Ragioniamo!” Lo pronunciavano in piemontese questo verbo i nostri vecchi; e quanta saggezza scoprivo in questa parola. Veniva usata per dialogare, per spiegarsi, per arrivare ad una decisione in comune, presa senza che uno volesse imporre il proprio punto di vista. In seguito farò del termine “ragione” una delle colonne portanti del mio metodo educativo. La parola “ragione” sarà per me sinonimo di dialogo, accoglienza, fiducia, comprensione; si trasformerà in un atteggiamento di ricerca perché tra educatore e il ragazzo non ci può essere rivalità, ma solo amicizia e stima reciproca. Per me il giovane non sarà mai un soggetto passivo, un semplice esecutore di ordini. Nei miei contatti con i ragazzi, non farò mai finta di ascoltare, li ascolterò veramente, discuterò il loro punto di vista, le loro ragioni.

Il gusto di lavorare assieme. Per molti anni sono stato protagonista assoluto tra i miei compagni: penso alle mie prime esperienze come saltimbanco ai Becchi, in quegli splendidi pomeriggi di domenica; penso, alla popolarità conquistata tra i miei compagni di scuola a Chieri, a tal punto che in una pagina autobiografica potevo affermare che “ero venerato dai miei colleghi come capitano di un piccolo esercito”. Ma in seguito compresi che il protagonismo era di tutti. Sorse allora la Società dell’Allegria, un gruppo simpatico di studenti ove tutti erano impegnati alla pari. Il Regolamento era composto da tre brevissimi articoli: essere sempre allegri, compiere bene i propri doveri, evitare tutto ciò che non era degno di un buon cristiano. Più tardi, nasceranno le Compagnie, gruppi giovanili, veri laboratori di apostolato e santità alla portata di tutti. Dicevo che esse erano “cose di giovani” per favorire le loro iniziative, e dare spazio alla loro naturale creatività.

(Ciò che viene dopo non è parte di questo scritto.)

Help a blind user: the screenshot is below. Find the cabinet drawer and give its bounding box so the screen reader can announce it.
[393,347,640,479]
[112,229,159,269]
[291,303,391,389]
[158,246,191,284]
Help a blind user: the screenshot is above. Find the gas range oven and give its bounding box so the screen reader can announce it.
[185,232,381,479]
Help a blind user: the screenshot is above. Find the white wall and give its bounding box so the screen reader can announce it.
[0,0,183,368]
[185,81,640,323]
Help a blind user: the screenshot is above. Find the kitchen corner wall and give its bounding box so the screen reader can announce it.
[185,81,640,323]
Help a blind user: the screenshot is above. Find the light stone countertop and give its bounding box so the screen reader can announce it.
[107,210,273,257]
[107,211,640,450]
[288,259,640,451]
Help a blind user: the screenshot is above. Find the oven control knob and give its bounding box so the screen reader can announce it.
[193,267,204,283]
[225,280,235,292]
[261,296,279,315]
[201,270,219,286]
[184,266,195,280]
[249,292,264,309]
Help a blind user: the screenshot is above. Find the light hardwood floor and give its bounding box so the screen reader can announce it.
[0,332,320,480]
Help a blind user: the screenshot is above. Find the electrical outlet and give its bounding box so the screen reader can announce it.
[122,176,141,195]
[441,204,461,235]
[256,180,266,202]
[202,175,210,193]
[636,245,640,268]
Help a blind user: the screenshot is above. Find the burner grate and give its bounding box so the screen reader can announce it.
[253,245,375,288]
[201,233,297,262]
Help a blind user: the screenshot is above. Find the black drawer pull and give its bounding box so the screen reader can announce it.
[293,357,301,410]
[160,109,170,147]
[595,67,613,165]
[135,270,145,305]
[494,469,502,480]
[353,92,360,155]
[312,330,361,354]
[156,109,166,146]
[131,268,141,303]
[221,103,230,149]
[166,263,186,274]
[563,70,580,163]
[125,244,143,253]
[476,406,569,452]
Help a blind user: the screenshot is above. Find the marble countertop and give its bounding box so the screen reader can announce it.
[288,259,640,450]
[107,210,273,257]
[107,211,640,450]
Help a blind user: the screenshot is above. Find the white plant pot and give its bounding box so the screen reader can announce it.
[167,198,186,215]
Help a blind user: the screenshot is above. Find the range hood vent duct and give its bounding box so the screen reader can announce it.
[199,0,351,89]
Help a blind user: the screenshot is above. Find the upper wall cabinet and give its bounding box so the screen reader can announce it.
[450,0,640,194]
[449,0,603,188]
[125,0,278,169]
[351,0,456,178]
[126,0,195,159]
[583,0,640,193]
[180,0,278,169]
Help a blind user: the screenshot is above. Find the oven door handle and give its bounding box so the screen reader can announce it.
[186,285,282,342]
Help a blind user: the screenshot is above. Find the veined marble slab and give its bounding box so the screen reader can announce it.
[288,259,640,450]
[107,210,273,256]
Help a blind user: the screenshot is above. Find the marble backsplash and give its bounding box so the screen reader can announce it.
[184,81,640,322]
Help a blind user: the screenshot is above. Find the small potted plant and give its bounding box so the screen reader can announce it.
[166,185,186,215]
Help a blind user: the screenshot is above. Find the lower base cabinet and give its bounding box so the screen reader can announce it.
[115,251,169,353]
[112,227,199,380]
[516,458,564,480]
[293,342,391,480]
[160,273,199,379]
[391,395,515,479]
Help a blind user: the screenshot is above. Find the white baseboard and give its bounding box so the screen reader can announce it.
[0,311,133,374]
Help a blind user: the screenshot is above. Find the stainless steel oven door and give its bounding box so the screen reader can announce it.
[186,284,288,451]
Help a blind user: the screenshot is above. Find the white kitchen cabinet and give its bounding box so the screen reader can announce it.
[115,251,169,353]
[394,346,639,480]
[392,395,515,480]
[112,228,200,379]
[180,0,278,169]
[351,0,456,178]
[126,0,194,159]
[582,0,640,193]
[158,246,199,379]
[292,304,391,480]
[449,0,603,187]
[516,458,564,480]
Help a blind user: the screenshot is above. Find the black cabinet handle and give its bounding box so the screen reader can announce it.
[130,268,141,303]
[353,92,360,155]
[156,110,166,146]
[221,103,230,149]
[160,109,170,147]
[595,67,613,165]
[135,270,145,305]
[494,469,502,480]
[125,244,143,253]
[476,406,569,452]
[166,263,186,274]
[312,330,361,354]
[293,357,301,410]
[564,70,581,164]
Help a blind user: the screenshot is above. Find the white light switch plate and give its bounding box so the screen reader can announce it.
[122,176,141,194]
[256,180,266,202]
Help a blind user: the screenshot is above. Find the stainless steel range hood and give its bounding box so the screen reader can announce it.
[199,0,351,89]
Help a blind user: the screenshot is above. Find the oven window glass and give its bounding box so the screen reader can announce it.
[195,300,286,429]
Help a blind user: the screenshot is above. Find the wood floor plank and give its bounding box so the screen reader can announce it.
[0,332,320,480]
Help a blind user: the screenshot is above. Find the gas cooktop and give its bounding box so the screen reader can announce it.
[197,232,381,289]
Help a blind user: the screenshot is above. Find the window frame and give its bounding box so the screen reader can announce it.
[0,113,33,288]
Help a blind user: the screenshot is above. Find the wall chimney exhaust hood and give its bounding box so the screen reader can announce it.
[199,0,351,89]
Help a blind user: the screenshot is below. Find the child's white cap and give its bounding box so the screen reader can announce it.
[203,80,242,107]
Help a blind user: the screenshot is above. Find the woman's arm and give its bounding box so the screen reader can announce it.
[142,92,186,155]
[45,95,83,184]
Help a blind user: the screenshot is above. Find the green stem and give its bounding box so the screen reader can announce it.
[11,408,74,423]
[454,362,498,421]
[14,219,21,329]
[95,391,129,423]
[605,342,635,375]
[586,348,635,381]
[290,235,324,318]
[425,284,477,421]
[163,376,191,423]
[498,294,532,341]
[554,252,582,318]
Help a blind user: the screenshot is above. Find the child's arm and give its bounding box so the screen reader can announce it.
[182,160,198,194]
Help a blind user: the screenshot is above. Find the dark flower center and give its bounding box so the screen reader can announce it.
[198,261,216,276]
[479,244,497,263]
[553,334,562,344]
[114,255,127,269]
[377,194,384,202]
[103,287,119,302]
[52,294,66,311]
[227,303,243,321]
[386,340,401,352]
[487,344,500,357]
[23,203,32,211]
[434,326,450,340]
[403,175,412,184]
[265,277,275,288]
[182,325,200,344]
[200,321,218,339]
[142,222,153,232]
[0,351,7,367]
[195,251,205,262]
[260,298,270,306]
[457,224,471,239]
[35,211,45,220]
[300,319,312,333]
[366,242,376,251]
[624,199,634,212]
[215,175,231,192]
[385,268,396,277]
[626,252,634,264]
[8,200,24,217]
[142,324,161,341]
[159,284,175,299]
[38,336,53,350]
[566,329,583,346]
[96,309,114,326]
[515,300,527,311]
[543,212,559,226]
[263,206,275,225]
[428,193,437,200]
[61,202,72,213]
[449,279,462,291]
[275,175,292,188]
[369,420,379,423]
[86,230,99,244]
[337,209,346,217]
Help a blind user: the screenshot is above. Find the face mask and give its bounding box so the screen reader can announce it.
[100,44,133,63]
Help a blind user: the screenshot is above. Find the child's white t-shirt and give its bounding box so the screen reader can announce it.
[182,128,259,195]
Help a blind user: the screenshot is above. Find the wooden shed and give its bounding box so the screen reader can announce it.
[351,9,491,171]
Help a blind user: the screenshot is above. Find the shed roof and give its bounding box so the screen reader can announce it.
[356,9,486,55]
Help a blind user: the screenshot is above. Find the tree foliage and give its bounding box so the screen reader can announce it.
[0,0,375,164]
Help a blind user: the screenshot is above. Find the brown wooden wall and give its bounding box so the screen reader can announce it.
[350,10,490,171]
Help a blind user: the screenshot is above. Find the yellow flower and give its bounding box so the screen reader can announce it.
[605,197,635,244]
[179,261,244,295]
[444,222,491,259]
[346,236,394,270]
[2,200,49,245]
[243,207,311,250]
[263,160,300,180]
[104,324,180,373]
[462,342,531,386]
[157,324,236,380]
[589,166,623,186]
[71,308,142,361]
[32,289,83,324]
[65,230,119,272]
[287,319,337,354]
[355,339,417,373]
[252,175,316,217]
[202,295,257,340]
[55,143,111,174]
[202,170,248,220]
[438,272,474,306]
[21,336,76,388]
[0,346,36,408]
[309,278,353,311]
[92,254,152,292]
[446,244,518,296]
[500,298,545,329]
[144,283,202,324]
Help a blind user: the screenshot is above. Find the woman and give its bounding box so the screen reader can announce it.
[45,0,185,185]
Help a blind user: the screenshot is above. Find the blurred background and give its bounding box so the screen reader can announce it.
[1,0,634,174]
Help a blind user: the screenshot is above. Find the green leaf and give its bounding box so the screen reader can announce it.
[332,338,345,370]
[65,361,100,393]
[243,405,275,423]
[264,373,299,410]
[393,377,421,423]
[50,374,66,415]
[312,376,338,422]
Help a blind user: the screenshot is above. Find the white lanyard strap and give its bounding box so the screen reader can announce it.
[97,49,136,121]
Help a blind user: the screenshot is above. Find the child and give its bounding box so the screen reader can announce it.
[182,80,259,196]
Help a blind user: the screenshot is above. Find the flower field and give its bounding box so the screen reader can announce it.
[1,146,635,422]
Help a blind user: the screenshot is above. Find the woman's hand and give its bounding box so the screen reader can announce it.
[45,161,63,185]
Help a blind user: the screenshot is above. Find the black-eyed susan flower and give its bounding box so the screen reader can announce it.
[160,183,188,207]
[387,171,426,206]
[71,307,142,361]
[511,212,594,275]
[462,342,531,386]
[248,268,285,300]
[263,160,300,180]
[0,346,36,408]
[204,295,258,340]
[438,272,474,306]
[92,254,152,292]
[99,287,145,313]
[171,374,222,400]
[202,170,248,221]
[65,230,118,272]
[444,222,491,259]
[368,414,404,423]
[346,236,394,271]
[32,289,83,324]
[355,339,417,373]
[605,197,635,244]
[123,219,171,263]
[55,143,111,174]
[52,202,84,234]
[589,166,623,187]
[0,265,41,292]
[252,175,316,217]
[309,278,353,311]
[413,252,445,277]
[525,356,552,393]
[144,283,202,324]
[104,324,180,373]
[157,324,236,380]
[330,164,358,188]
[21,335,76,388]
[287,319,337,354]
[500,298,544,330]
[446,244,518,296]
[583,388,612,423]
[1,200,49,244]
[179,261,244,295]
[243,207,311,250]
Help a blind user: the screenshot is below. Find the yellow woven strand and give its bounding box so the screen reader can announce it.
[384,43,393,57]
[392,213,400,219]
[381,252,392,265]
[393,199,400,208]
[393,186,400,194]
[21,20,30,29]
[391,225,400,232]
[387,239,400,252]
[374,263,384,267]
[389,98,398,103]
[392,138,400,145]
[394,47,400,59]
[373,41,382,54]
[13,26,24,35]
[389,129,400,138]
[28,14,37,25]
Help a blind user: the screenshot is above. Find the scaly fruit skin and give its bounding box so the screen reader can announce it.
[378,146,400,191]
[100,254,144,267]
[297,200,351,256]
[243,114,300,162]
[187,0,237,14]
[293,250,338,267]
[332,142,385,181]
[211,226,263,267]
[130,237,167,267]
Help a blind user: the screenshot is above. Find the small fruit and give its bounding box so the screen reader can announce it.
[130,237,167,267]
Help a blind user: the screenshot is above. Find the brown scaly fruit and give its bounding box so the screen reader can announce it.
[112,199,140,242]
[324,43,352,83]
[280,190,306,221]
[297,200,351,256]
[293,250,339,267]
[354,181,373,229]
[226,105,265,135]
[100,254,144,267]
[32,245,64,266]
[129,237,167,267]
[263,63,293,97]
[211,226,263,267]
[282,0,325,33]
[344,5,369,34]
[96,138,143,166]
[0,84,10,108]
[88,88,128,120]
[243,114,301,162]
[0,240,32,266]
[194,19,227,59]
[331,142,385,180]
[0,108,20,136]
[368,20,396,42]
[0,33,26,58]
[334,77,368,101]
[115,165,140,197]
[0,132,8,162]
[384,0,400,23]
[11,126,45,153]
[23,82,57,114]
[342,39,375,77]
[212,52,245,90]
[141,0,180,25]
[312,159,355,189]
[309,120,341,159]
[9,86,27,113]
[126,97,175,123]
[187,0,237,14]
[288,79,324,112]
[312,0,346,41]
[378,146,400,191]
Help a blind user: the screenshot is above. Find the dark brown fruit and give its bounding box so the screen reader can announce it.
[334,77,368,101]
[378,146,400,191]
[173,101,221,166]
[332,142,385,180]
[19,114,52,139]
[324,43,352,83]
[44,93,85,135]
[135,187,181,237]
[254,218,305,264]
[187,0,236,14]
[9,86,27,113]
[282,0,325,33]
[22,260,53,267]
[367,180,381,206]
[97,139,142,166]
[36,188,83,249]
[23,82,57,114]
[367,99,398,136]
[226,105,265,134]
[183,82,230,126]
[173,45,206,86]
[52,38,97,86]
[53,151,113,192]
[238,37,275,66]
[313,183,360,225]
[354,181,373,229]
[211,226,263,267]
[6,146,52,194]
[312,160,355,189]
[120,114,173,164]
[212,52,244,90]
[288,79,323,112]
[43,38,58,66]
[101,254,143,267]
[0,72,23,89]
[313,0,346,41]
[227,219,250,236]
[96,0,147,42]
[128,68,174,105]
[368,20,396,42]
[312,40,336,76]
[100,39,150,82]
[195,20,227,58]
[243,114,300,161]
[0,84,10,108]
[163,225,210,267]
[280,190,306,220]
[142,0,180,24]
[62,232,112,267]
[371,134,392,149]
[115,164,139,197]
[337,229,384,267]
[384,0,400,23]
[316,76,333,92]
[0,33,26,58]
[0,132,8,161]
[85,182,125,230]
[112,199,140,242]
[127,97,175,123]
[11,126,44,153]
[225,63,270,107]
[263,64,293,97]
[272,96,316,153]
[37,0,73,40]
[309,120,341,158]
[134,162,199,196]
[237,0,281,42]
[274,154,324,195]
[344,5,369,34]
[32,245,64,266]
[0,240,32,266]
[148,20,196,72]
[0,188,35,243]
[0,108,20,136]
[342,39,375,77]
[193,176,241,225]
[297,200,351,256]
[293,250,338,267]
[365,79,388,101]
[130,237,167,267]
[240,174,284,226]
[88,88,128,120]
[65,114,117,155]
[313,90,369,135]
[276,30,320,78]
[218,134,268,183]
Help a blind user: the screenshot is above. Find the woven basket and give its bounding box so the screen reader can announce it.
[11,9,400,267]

Il piacere di stare assieme. Volevo gli educatori, giovani o anziani che fossero, sempre in mezzo ai giovani, come “padri amorosi”. Non per atto di sfiducia nei loro riguardi, ma proprio per camminare assieme, costruire e partecipare assieme. Arriverò a dire con intima gioia: “Con voi mi trovo bene. È proprio la mia vita stare con voi”».